The fix was a redesign around least privilege per binary. They split the one permissive rule into several tightly-scoped rules built from the Unmanaged elevations report, each matched on certificate + internal name + minimum version so only the specific executables that genuinely needed elevation matched — not the entire vendor signature. The interactive tools moved to user-confirmed with Windows authentication and business justification, the one unattended deployment helper stayed automatic, and every rule was set to Deny all child processes. The bundled scripting helper got no rule at all, so it could no longer be elevated as a child.
{
"ruleName": "CAD-LicenseManager-UserConfirmed",
"elevationType": "userAuthorized",
"fileDetection": {
"matchOn": "certificate+internalName+minVersion",
"certificateSubject": "CN=VendorCAD Signing CA",
"internalName": "LicenseManager",
"minimumVersion": "8.1.0.0"
},
"validation": ["windowsAuthentication", "businessJustification"],
"childProcessBehavior": "denyAll"
}
The JSON above is an illustrative shape of the rule’s logical fields, not the exact Graph settings-catalog payload — author the real rule in the portal (or export it with the
az restcall above to get the precise schema). The lesson is the design, not the literal keys: certificate-only matching plus Allow-all children is an escalation path, not an elevation control.

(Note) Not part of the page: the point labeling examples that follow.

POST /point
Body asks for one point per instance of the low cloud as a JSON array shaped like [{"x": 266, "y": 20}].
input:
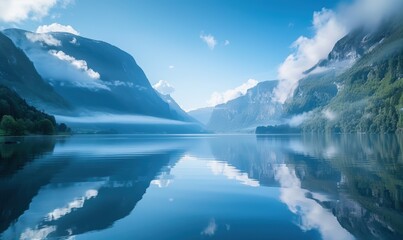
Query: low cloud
[
  {"x": 329, "y": 26},
  {"x": 43, "y": 38},
  {"x": 308, "y": 52},
  {"x": 119, "y": 119},
  {"x": 16, "y": 11},
  {"x": 209, "y": 40},
  {"x": 219, "y": 98},
  {"x": 164, "y": 87},
  {"x": 79, "y": 64},
  {"x": 56, "y": 27}
]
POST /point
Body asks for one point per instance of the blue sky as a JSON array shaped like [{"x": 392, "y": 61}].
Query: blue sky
[{"x": 253, "y": 37}]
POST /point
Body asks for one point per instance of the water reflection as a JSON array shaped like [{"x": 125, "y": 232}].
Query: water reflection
[{"x": 197, "y": 187}]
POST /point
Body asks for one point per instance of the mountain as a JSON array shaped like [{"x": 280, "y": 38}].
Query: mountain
[
  {"x": 202, "y": 114},
  {"x": 358, "y": 87},
  {"x": 93, "y": 76},
  {"x": 244, "y": 113},
  {"x": 18, "y": 73}
]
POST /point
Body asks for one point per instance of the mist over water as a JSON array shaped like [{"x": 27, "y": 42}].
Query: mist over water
[{"x": 202, "y": 186}]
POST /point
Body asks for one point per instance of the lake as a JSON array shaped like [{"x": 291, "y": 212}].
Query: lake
[{"x": 202, "y": 187}]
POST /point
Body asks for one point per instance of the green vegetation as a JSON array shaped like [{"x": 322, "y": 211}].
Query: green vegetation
[
  {"x": 369, "y": 97},
  {"x": 19, "y": 118}
]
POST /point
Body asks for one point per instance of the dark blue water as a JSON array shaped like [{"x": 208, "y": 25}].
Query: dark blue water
[{"x": 202, "y": 187}]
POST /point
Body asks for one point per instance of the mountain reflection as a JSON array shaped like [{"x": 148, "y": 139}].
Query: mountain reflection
[
  {"x": 91, "y": 187},
  {"x": 330, "y": 182}
]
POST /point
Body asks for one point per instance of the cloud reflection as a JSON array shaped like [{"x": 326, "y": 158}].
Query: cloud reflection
[{"x": 210, "y": 229}]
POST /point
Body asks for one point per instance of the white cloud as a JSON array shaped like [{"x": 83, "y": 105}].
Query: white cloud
[
  {"x": 56, "y": 27},
  {"x": 221, "y": 168},
  {"x": 329, "y": 27},
  {"x": 329, "y": 115},
  {"x": 15, "y": 11},
  {"x": 209, "y": 40},
  {"x": 219, "y": 98},
  {"x": 43, "y": 38},
  {"x": 74, "y": 41},
  {"x": 79, "y": 64},
  {"x": 164, "y": 87}
]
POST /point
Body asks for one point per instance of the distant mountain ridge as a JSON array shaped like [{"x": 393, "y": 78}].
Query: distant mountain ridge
[
  {"x": 18, "y": 73},
  {"x": 246, "y": 112},
  {"x": 365, "y": 94}
]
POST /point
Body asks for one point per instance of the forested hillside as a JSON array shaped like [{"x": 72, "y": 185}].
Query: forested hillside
[{"x": 19, "y": 118}]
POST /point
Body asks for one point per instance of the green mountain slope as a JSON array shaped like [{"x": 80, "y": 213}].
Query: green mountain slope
[
  {"x": 18, "y": 73},
  {"x": 18, "y": 118}
]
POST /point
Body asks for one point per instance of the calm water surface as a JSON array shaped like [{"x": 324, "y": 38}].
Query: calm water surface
[{"x": 202, "y": 187}]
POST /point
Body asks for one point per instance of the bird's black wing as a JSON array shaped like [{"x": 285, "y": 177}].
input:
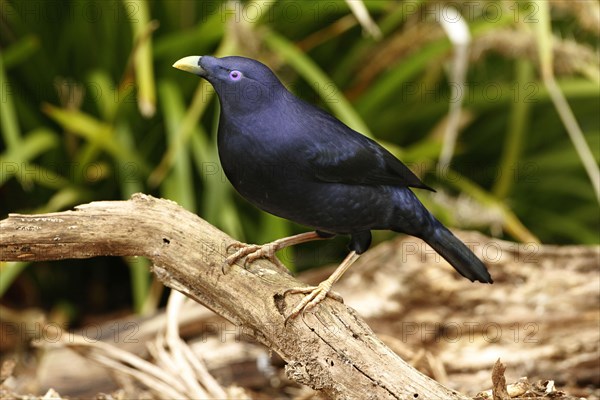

The control passed re-test, the toolchain kept working, and the Unmanaged elevations report became a standing operational queue — every new entry is triaged weekly into “write a scoped rule” or “this should be blocked.”
Checklist
Pitfalls and next steps
The failure modes are consistent. Certificate-only matching over-grants to every binary a vendor signs — always narrow with internal name and a minimum version. Allow-all child processes turns any elevatable app with a file dialog or scripting host into an admin-shell vector — default to Deny all and treat Allow all as a security finding. Over-using automatic elevation throws away the justification and human-presence signals you need for audit; reserve it for a tiny, fully-trusted set. Removing local admin before the discovery phase guarantees a help-desk flood from elevations you never knew about — discover first, enforce second. And leaving the default response at “user confirmation” as a steady state quietly re-creates click-through admin; the hardened end state is Deny all with explicit rules.
For next steps, wire the Elevation report into your SIEM (the events are valuable detection signal — an unexpected support-approved request for a never-before-seen binary is worth an alert), formalize the approval queue into your ITSM so requests are tracked and SLA’d, and review the unmanaged-elevations backlog on a recurring cadence so the rule set stays current as the application estate drifts. Done right, EPM converts “everyone is a local admin” into an auditable, per-binary, justified, just-in-time control — and the local Administrators group becomes empty by default.